10. Method according to one of claims 6 to 9, characterized in that the reactor (1) is oriented essentially vertically, with:

- either a circulation of the sugary fluid (2) in the reactor from top to bottom, and the support (4) extending over at least part of the height of the working volume of the reactor, the worn support portion (41) being withdrawn from the reactor in the highest part of the support, and the portion of new and/or regenerated support (46) being introduced into the reactor in the lowest part of the support,

- either a circulation of the sugary fluid (2) in the reactor from bottom to top, and the support extending over at least part of the height of the useful volume of the reactor, the portion of worn support (41) being withdrawn from the reactor in the lowest part of the support and the portion of new and/or regenerated support (46) being introduced into the reactor in the highest part of the support.

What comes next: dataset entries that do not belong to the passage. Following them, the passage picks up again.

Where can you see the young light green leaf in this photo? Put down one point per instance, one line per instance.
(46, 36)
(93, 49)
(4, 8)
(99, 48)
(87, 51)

11 . Process according to one of Claims 1 to 5, characterized in that the reaction section comprises a series of n reactors (31, 32, 33) fluidically connected in series to each other, and at least one spare reactor (34) , the support (4) being distributed between the n reactors in the form of n support portions, and in that a portion of the worn support is periodically replaced by a new or regenerated support portion by disconnecting a reactor (31) belonging to the series of n reactors in series and containing the spent support portion and by connecting the spare reactor (34) containing a portion of new or regenerated support to the series of n-1 reactors.

12. Method according to the preceding claim, characterized in that the reactor (31) which is disconnected is the most upstream reactor with respect to the general direction of flow of the sweet fluid (2) through the series of n reactors, and in that the replacement reactor (34) which is connects is placed downstream of the most downstream reactor (33) of the series with respect to said direction of flow.

13. Method according to one of claims 11 or 12, characterized in that once the reactor (31) containing the portion of spent support disconnected, it is emptied and at least one treatment operation of the spent support, of the cleaning type with a view to regenerating it, or replacement with a new support, then optionally, for its sterilization, in order to store it as a spare reactor.

14. Method according to one of the preceding claims, characterized in that the reaction section comprises at least one reactor (1) which is provided with a recirculation loop (7) of fluid.

15. Method according to one of the preceding claims, characterized in that the periodic replacement of the portion of worn support (41) by the portion of new and/or regenerated support (46) is done with constant time intervals, or increasing, or decreasing with time, or according to time intervals controlled according to a measurement or an evaluation of the degree of wear of the support.

16. Method according to one of the preceding claims, characterized in that a fermentation must is produced comprising isopropanol, butanol and ethanol, the microorganisms being derived from a strain belonging to the genus Clostridium and being supported by the porous support.

17. Method according to one of the preceding claims, characterized in that it is a method for producing a mixture of alcohols of the ABE or IBE or IBEA type, according to which a sugary fluid (2) is introduced into a reaction section (1) comprising a support made of porous solid material (4) on which microorganisms of the genus Clostridium are immobilized, said support comprising a plurality of portions or layers of bulk porous solid material, which are arranged successively in a general direction of flow of said sweet fluid (2).